President Barack Obama had an attentive audience with a decided stake in the matter when he owned up to the biggest failure of his first term.

“My biggest failure is that we haven’t gotten comprehensive immigration reform done,” he said. “We’re continuing to work on that, but it’s not for lack of trying or desire.”

The admission followed one of the many tough questions levied at Obama during Thursday night’s Univision’s presidential candidate forum on the campus of the University of Miami.

Obama enjoys a decided advantage in Latino support over Republican challenger Mitt Romney, but was hardly granted a free pass by two hosts of the Spanish-language channel debate.

Co-host Jorge Ramos pressed him about his failure to deliver on his 2008 promise to come up with a comprehensive immigration plan his first year in the White House.

Obama defended his decision, saying that more pressing matters arose such as preventing a total economic collapse that could have sent the nation spiraling into a depression.

“I think everybody here remembers where we were four years ago,” the president said. “We lost 800,000 jobs the month that I took office. Small businesses and big businesses couldn’t get financing. People had seen their 401(k)s evaporate.

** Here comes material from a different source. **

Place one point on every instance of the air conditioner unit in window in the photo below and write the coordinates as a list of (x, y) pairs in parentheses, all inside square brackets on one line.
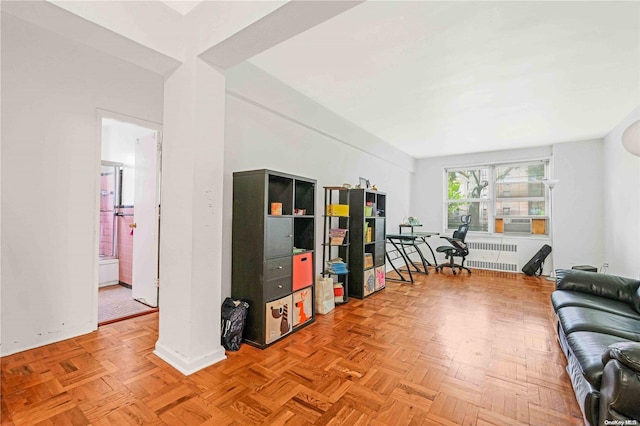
[(517, 225)]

People were losing homes left and right.

“And so we had to take a whole series of emergency actions to make sure that we put people back to work — cutting taxes for middle-class families and small businesses, so that they could stay open or pay the bills; making sure that states got assistance, so they didn’t have to lay off teachers and firefighters and police officers; saving an auto industry that was on the brink of collapse. And so — so that took up a huge amount of time in the first year.”

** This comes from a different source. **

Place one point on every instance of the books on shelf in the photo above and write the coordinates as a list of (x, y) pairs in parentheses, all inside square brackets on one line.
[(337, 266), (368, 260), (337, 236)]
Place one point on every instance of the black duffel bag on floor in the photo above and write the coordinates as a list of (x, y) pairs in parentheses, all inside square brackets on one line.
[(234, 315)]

He also cited bitterly partisan resistance in Congress as another factor in the inability to get a deal done.

The town hall-style meeting gave Obama another chance this week to score points at the expense of Mitt Romney’s expense in the wake of the Republican presidential nominee’s dismissive comments about nearly half of the electorate. Romney appeared on Univision the day before.

The event also allowed Obama to talk up his policy of deferring deportations of young people who were brought to the U.S. as small children and are in the country illegally. That action has helped the president solidify his support with many Latino voters.

Obama promised to make another run at reform if re-elected.

The president also took the chance to again chide Romney for his secretly-recorded comments in which he is heard disparaging Obama supporters as the 47 percent who don’t pay taxes, believe they are victims and somehow feel entitled to government handouts.

Romney added that it wasn’t his “job to worry about those people.”

“You know, when you — when you express an attitude that half the country consider itself victims, that somehow they want to be dependent on government, my thinking is maybe you haven’t gotten around a lot, because I travel around the country all the time, and — and the American people are the hardest-working people there are,” he said. “And their problem is not – their problem is not that they’re not working hard enough or they don’t want to work or they’re being taxed too little or they just want to loaf around and – and gather government checks.”

Obama also offered a variation of a line he used earlier in the week on the Late Show with David Letterman.

“I’ve been president now for almost four years,” he said. “But the day I was elected, that night in Grant Park, where I spoke to the country, I said 47 percent of the people didn’t vote for me, but I’ve heard your voices, and I’m going to work just as hard for you as I did for those who did vote for me. That’s how you have to operate as a president.”